Every year, more than 5,000 laptops are lost in taxis in London, New York, Chicago and other large cities. According to our
research, in 2008 companies' topmost security investment was laptop encryption. Laptop hard drives are getting bigger and now can hold hundreds of thousand to hundreds of millions of sensitive records.

As a CSO, one of your top priorities is probably to keep your company off the front page of the news. Is it inexcusable to
have laptops in the field with unencrypted hard drives? With such new open source solutions as TrueCrypt, there are few excuses left: All laptops must be fully encrypted.

Unfortunately for the writer, he apparently wasn't aware that full harddisk encryption can be hacked now. There's just one requirement: The laptop has to be turned on when the attacker gets access to it.

The "coldboot" method of data recovery is one of the ways to do this.
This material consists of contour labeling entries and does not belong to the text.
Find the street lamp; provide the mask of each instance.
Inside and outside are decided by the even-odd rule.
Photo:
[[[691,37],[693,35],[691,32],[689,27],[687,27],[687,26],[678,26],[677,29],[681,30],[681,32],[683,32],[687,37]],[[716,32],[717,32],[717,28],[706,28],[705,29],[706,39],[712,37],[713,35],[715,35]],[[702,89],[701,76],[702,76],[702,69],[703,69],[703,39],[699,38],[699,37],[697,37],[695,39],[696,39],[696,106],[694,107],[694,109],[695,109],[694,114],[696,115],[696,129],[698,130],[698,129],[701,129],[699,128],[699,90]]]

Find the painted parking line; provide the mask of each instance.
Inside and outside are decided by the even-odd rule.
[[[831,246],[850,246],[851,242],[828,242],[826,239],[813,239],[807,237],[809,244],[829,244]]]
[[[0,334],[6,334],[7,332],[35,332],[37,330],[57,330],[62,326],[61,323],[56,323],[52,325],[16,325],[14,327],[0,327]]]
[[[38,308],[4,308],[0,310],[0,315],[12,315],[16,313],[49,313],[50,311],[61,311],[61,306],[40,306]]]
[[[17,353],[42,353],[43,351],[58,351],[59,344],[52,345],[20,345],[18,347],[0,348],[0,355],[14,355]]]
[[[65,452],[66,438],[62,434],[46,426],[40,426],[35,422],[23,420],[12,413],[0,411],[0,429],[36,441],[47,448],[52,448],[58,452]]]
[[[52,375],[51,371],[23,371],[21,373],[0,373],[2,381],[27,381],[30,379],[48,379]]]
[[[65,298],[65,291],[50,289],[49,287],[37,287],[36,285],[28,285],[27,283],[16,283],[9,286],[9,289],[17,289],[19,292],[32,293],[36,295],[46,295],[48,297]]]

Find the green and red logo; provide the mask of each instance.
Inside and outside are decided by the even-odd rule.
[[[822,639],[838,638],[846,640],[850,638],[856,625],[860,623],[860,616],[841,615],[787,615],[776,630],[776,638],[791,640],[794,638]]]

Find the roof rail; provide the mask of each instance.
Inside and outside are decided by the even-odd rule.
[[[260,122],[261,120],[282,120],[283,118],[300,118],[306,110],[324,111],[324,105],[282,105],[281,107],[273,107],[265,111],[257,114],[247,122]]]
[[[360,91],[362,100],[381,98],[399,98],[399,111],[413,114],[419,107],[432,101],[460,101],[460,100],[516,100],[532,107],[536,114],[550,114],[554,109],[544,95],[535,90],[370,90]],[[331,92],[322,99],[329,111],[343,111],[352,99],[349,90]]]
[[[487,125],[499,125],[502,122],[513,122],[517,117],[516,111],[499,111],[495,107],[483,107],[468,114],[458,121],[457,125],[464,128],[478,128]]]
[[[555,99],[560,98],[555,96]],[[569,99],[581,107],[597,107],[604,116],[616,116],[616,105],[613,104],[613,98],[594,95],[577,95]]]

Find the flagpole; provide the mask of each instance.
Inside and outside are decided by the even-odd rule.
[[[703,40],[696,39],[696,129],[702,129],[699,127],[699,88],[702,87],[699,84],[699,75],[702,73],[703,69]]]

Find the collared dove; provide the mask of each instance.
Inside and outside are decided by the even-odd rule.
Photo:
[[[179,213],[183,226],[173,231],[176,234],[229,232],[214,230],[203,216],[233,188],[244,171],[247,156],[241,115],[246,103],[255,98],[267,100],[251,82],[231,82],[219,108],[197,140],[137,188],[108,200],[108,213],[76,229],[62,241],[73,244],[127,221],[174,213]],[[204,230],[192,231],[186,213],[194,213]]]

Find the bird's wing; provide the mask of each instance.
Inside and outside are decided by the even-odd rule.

While not practical in the normal sense of the word, it is rather painful for the previous owner that a hacker is able to read out memory from the stolen laptop (if it was on when the laptop was stolen) as all the keys used to encrypt the disk are also stored in memory to allow decryption.

A more practical (and stealthy) way to steal the data is by using the "firewire hack" to get access to the memory in combination with some quick copying: Find a laptop, plug a pcmcia firewire card in, connect your own laptop using firewire to the victim-laptop and make a memory dump. Then turn the laptop off, take the disk out, plug it into a firewire harddisk enclosure (irony?) and make a disk image. Then plug the disk back in and take the powercord out of the socket. The user will think (s)he accidentally pulled the plug and you have ample time to decrypt the disk without people calling the police because their laptop was stolen.

I tried getting the keys from the memory dump of an encrypted harddisk and behold, over 20 RSA PRIVATE keys and several AES keys. I have not tried to decrypt the harddisk, but with the keys it (theorhetically) shouldn't be too hard.